When art takes a stand

Each week, Symposium’s blog highlights comments about the week’s featured article. This week’s piece is “The Rebirth of Viewing Pleasure.”

Prof. Jill Dolan, guest blogger

This year’s presidential medals for the arts and humanities honored many important women artists and scholars, including performer-writer-journalist Anna Deavere Smith. She received a humanities medal for, as the citation reads, “her portrayal of authentic American voices. Through profound performances and plays that blend theatre and journalism, she has informed our understanding of social issues and conveyed a range of disparate characters.”

Smith is an enormously talented artist who first found acclaim with her one-woman show, Fires in the Mirror (1993), in which she performed verbatim interviews she conducted with African Americans and Chasidic Jews in the racially charged Crown Heights neighborhood of Brooklyn. With her sharp juxtaposition of monologues she had collected, Smith asked audiences to ponder the complexities of race and ethnic relations across our communities.

Smith has continued to produce ethnographic, multi-character, verbatim monologues in what she calls her “On the Road” series throughout her distinguished career.

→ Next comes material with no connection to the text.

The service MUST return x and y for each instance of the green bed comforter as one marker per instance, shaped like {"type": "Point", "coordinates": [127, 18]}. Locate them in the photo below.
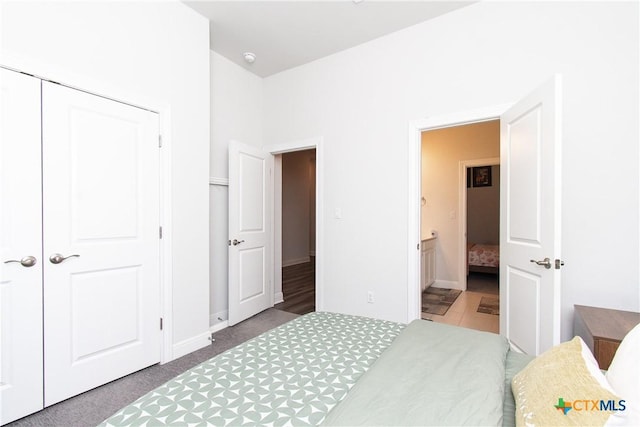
{"type": "Point", "coordinates": [433, 374]}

Her most recent performance, Let Me Down Easy, addressed health care in the U.S. and how people around the globe relate in the most intimate and public ways to our bodies’ mortality.

In addition to her talents as a theatre artist, Smith is a regular on Showtime’s Nurse Jackie, the series starring Edie Falco as an emergency nurse with a drug addiction. As Gloria Akalitus, the ER administrator, Smith brings smart physical and intellectual comedy to her role as the wry, often brusque former nurse who empathizes with her staff but is often enmeshed in hospital power politics impossible for any professional woman to ignore. The role offers Smith a terrific platform for her comic chops, as well as for her unsentimental portrayal of real emotions in complex personal and professional relationships.

As a theatre, television, and film performer, as well as a social justice activist who uses her visibility and public forum to political ends, Smith has long served as a role model for my students. Too often, hopeful young artists—especially actors—are taught to accommodate themselves to the dictates of the “profession,” by focusing on their weight and their appearances and how their gender, race, and ethnicity might typecast them in a desperately unimaginative Hollywood landscape.

Smith models being an artist who commits to working both inside and outside of the industry’s system, using her craft for smart entertainment but also directly applying her talents to the politics that are always a part of theatre, performance, and popular culture. She embodies Bertolt Brecht’s suggestion that if your art doesn’t take a stand, it becomes part of the status quo.

Smith is an aligned artist, unafraid to make her politics integral to her work. How many visible, publicly known performers can say the same? Angelina Jolie’s global humanitarian work and her recent revelations about the medical steps she took to prevent her own potential breast cancer have changed how people think of her as an artist and a public personality. While Jolie’s box office clout puts her in control of her own game, others have to be more careful. Ellen Page, a younger, Canadian actor whose work I admire (Juno, Inception, The East), bemoaned in a recent interview with The Guardian, how the industry machine demands that women turn into objects for the camera’s gaze. After her Academy Award nomination for Juno, Page reports she disappeared to an eco-village in Oregon for a while, just to avoid the punishing glare of the media machine.

Page also happily calls herself a feminist. In her Guardian interview, she says,

“I don’t know why people are so reluctant to say they’re feminists. Maybe some women just don’t care. But how could it be any more obvious that we still live in a patriarchal world when feminism is a bad word? . . . Feminism always gets associated with being a radical movement – good. It should be. A lot of what the radical feminists [in the 1970s] were saying, I don’t disagree with it.”

Good for her. And good for Smith and Jolie and Kerry Washington and Melissa McCarthy and all the women performers across theatre, film, television, and other media who understand the power of their words and their artistic and professional choices. We need them all.